High Road Leadership

Mar 14, 2023    John Maxwell

High Road Leadership

In life and in leadership, you will find that people treat you badly. That is an unavoidable fact. You have three options when you are treated in this manner. You can take: (1) the low road where you treat people worse than they treat you; (2) the middle road where you treat people the same as they treat you; or (3) the high road where you treat people better than they treat you.


As a leader, you must commit to taking the high road when others—intentionally or unintentionally—do you wrong. We all mess up. We all have annoying quirks, and there are times when we’re not pleasant to be around. When you recognize your humanness and know you need and have received grace, you are more open to taking the high road and extending grace to others.

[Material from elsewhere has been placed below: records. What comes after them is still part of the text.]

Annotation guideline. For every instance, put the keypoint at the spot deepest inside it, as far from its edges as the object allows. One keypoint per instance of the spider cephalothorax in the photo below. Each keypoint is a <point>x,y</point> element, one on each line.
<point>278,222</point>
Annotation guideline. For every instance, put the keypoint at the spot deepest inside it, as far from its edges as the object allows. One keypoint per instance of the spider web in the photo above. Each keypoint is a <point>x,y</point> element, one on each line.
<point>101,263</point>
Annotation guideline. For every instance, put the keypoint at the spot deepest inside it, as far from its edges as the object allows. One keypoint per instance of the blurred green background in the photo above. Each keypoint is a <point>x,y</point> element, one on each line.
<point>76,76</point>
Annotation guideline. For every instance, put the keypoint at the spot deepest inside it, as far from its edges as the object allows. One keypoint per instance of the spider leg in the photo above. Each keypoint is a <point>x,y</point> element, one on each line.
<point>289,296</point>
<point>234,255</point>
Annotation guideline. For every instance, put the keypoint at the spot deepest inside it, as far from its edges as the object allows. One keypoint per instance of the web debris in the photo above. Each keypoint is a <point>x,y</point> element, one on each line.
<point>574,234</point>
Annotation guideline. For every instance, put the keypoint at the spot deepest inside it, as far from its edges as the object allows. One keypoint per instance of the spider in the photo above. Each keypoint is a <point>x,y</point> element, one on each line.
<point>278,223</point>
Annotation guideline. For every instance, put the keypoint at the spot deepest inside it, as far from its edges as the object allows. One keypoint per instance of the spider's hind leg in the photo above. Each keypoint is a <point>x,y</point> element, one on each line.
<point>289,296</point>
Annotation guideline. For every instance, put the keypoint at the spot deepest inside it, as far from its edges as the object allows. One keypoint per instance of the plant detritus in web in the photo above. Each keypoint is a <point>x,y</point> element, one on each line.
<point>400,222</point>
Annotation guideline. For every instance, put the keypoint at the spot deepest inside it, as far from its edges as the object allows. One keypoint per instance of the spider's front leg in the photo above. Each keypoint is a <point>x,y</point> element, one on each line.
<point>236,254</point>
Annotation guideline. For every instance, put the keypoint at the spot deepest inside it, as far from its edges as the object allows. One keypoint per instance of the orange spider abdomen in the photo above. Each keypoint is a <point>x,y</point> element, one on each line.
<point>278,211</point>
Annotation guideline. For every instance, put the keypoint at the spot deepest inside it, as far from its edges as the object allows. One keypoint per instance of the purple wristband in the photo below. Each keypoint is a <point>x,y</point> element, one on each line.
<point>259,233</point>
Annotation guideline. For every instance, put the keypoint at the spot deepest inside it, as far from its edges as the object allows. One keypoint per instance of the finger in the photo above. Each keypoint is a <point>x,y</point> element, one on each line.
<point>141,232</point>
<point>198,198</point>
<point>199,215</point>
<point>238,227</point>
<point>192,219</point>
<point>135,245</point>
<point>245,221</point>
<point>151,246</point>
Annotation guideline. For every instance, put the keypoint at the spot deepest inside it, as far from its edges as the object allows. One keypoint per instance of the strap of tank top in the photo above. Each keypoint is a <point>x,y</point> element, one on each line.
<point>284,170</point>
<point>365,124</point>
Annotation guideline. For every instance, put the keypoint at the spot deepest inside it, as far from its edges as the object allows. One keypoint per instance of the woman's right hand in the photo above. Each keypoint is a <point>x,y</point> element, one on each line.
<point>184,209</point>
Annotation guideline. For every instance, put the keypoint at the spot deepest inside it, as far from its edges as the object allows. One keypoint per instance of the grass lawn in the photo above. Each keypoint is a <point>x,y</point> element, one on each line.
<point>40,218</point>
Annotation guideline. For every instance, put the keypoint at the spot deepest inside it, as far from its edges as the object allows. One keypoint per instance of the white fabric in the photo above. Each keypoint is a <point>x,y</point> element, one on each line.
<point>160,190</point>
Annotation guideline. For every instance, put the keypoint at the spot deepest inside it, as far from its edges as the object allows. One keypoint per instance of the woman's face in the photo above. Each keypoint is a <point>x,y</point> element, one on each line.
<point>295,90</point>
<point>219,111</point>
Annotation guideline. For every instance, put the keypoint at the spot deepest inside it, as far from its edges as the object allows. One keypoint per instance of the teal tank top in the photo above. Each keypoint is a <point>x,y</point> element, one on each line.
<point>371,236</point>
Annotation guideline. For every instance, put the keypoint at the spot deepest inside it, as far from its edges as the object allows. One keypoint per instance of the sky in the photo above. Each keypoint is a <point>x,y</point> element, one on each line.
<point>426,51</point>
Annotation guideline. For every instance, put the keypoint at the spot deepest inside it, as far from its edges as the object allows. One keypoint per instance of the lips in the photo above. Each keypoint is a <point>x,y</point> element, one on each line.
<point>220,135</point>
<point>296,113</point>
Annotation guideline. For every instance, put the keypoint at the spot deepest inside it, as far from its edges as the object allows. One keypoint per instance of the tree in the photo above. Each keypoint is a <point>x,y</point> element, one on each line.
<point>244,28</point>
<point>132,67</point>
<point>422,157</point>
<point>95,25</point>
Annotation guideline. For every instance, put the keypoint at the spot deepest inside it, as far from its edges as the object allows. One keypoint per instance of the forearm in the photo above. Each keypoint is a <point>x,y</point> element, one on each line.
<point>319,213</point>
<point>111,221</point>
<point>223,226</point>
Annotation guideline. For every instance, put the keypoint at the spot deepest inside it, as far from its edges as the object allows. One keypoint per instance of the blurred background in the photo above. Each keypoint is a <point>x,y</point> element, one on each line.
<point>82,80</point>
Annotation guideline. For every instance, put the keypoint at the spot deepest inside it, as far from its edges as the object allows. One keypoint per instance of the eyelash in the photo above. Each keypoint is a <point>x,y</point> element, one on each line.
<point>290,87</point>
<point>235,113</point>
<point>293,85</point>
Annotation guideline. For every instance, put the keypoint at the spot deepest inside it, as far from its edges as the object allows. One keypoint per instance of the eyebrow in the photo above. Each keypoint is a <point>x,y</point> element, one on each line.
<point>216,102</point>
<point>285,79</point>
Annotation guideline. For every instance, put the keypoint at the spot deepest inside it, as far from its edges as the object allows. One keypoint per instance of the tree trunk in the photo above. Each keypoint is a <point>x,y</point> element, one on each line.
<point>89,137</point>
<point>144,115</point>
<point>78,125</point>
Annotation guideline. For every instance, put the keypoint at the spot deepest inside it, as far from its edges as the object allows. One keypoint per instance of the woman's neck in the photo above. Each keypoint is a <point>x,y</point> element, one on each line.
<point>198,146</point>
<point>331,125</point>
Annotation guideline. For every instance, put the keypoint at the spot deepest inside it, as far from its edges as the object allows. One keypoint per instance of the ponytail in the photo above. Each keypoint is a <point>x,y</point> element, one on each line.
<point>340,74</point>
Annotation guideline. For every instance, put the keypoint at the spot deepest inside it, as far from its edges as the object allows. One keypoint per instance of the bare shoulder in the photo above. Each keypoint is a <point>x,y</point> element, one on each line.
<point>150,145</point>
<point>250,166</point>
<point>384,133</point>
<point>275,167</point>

No one takes the high road by accident. You must consciously choose that path. The high road is not the easiest road—it goes uphill and takes more effort to travel—but it is the only road that leads to the highest levels of living and leading.


Find encouragement in the words of Kent M. Keith, who wrote “The Paradoxical Commandments.” They will help you to choose the high road in your leadership:


People are illogical, unreasonable, and self-centered.

Love them anyway.

If you do good, people will accuse you of selfish ulterior motives.

Do good anyway.

If you are successful, you will win false friends and true enemies.

Succeed anyway.

The good you do today will be forgotten tomorrow.

Do good anyway.

Honesty and frankness make you vulnerable.

Be honest and frank anyway.

The biggest men and women with the biggest ideas can be shot down by the smallest men and women with the smallest minds.

Think big anyway.

People favor underdogs but follow only top dogs.

Fight for a few underdogs anyway.

What you spend years building may be destroyed overnight.

Build anyway.

People really need help but may attack you if you do help them.

Help people anyway.

Give the world the best you have and you’ll get kicked in the teeth.

Give the world the best you have anyway.


Leaders don’t take the high road because it’s the only available option, but because it’s the best option. High roaders aren’t victims—they’re victors. The author of Proverbs stated, “The discretion of a man makes him slow to anger, and his glory is to overlook a transgression” (Prov. 19:11).


When you respond to ill-treatment with grace and forgiveness, you display an admirable character that elevates you in the eyes of others and allows you to experience the High Road Principle: You go to a higher level when you treat others better than they treat you.